To do that, I needed to find painterly tools within the software that would enable me to make brushstrokes akin to those in my oils, acrylics, and watercolors.

411: Looking down into a flower from above with lots and lots of red petals with black specks and white edges. And in the dark center, a white sphere almost like a pearl. White reflections and green foliage. All is blurred as if shaky or unstable.

These florals, from a series called “Disgruntled Elites,” are more commonly known around the studio as “curious flowers.” As a lifelong fan of vintage horror and science fiction movies of the 1930s, 40s and 50s, I simply can’t seem to fully accept the way anything in nature actually appears—I need to modify things in some manner in order to make them otherworldly.

708: Purple and white flowers with darker veins of purple. These Elites Could be orchids. Ghostly yellow sphere, small and floating. One of the stems is super brightly lit. Lots of black negative space.

I wanted the “Elites” to have the strangeness of the fictional Tibetan Mariphasa lupine lumina that functions as a temporary antidote for lycanthropy in Werewolf of London (1935), or the countless odd botanicals that sprout on other planets in sci-fi movies.

700: Another plastic warped and weathered film through which you see a plant with a flower figure of reds and maroons and shadows of black nooks. In the background fern type leaves. Then maybe more of these red flower figures. From the flower figure, a white light streaks up into a purple sphere almost like the clouds of a gas giant.

It’s a type of thinking that I apply to all my work—to throw the viewer a bit off balance, either with abstract forms that are vaguely suggestive of things in nature, or with natural forms that have been changed just enough to give them a sense of wonder and mystery. The “Elites” are in that latter category. They should be wondrous and a bit ominous too.

699: The surface of the image is scratched as if we are looking at the Elites through a once clear plastic pane. You must strain to see a white flower behind with some green foliage and stems. Then a hole into blackness as if the thing is drilled. Another sphere like a planetary body. Touches of blood red on either side.
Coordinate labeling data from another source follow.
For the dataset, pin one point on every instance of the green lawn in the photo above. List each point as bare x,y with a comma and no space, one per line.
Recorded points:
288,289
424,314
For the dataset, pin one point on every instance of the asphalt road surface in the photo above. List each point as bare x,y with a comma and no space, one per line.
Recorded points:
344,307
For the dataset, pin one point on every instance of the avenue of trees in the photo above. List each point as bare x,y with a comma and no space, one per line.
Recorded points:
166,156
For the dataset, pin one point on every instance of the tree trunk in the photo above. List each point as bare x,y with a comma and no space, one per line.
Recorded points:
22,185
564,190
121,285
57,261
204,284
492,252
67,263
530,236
Think of it this way: If you produced a straightforward photo or a painting of a rose, the viewer would bring all their knowledge of a rose—the texture of its petals, the sharpness of the thorns, its fragrance—to the picture, and any mystery about the subject would go out the window right then and there.
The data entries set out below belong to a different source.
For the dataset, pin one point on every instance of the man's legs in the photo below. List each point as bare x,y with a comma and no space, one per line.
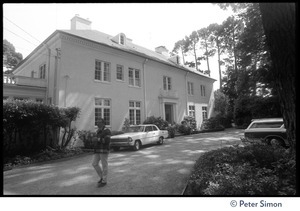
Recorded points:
96,166
104,162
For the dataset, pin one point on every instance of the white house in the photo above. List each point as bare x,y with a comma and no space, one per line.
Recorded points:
113,78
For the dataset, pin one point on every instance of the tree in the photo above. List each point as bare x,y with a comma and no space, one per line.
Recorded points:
207,44
191,43
179,45
11,58
216,36
278,21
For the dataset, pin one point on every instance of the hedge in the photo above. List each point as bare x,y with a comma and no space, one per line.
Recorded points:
29,126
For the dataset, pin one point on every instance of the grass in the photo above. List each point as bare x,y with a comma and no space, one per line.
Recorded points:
44,155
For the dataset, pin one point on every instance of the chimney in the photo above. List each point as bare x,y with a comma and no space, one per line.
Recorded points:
176,59
162,50
78,23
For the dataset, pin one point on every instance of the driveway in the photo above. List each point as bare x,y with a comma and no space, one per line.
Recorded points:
154,170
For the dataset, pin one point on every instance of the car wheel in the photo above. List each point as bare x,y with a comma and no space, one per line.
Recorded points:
116,148
137,145
160,141
277,142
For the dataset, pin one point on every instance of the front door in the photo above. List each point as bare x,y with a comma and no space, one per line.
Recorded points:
169,113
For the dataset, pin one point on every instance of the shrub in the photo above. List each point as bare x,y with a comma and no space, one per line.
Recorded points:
29,126
250,170
86,137
126,125
158,121
184,128
171,131
191,122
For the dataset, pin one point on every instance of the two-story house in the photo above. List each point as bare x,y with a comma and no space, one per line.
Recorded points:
113,78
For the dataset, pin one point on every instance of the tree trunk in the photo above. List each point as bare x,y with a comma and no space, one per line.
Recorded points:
207,57
195,54
279,25
219,64
182,56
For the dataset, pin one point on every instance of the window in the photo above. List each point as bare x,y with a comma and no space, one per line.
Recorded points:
120,73
204,112
102,110
134,77
102,71
167,83
148,129
38,100
267,125
42,71
190,88
202,90
135,112
192,111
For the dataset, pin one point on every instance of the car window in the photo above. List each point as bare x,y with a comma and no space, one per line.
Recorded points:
267,125
148,128
154,128
136,129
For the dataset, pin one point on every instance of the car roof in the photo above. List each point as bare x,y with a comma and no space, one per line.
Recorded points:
268,120
143,125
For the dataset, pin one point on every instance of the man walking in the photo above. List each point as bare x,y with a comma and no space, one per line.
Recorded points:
101,151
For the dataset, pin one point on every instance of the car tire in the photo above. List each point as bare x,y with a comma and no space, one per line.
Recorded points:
276,142
160,141
116,149
137,145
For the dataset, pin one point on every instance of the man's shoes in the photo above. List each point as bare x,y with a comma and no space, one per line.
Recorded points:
102,184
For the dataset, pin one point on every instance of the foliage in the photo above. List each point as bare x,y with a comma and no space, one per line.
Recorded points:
69,115
171,130
212,123
221,102
191,122
30,126
158,121
251,170
86,137
126,125
11,58
185,128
689: Seems as if there is a table bisecting a portrait. On top of the surface are thick green stems with flashes of color: blue, yellow, some possible reflections on a wall. Green leafy foliage. Blurry foreground, sharp in the distance. A streak of light runs along the surface from left to right like a tracer. Below the surface are light pink flowers, very dense. And then more green stems hanging down into blackness.

A rose can certainly hold its own in the real world or in any art medium, but I’m a typical artist in the sense that I make the kinds of images that as a viewer I like to look at. I enjoy odd little twists, so I put odd little twists into my curious flowers, and everything else.

406: Yellow color field. Shapes appear as ridges that make it appear to be a flower. White reflective bits, as if an eraser had been taken to it. Extreme close-up.

The flowers were all photographed in my home state of New Jersey. Altering them as I do, in whatever measure, is like transferring them to other worlds and letting them evolve in strange environments under different conditions—new specimens to challenge our established concepts.

278: Appears to be a stem and a leaf, green moving into a small pink bulb with a black pupil marked as if by a reflection, like the bulb is looking at you. Another bulb in the background. Also a blue orb floating in the background and a misty swirling blue—one of the Disgruntled Elites?—in the distance.

—About the Artist—

Joe Lugara took up painting and photography as a boy after his father discarded them as hobbies. His works depict odd forms, inexplicable phenomena, and fantastic dreamscapes, taking as their basis horror and science fiction films produced from the 1930s through the late 1960s. He began creating digital paintings in the 2010s; they debuted in a 2018 solo exhibition at the Noyes Museum of Art in his home state of New Jersey.

Mr. Lugara’s work has been featured in several publications and has appeared in more than 40 exhibitions in museums and galleries in the New York Metropolitan Area.